Sul fronte produttivo, l’export è in stallo. Se si esclude la cantieristica navale, tra il 2023 e il 2024 le esportazioni manifatturiere hanno subito un calo di oltre un miliardo di euro. Un segnale di difficoltà per un tessuto industriale che fatica a tenere il passo con la concorrenza e l’innovazione.
Ma è soprattutto la demografia a minacciare il futuro della regione. Dal 2002 al 2023 la popolazione in età lavorativa si è ridotta di 58mila persone e, se il trend non si invertirà, se ne perderanno altre 47mila entro il 2034. Intanto la fascia over 64 è cresciuta del 50% e le nascite sono crollate del 34,5%. L’immigrazione, pur presente, non riesce a colmare questo vuoto strutturale.
Un segnale di speranza arriva solo dal turismo, cresciuto del 10,2% dal 2002, trainato soprattutto da Trieste, che da sola segna un +123% di presenze.

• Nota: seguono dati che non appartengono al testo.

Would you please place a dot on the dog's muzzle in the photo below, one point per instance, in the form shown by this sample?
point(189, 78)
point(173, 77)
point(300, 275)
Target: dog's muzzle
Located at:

Tuttavia, il comparto incide appena per il 2,2% sul turismo nazionale, mentre l’intero Nordest pesa per il 38,9%.
Il report lancia dunque un campanello d’allarme: senza un cambio di passo deciso nelle politiche industriali, nel sostegno alla natalità e nell’attrazione di nuovi investimenti, il Friuli Venezia Giulia rischia di restare prigioniero di una stagnazione economica e di un declino demografico sempre più difficile da invertire.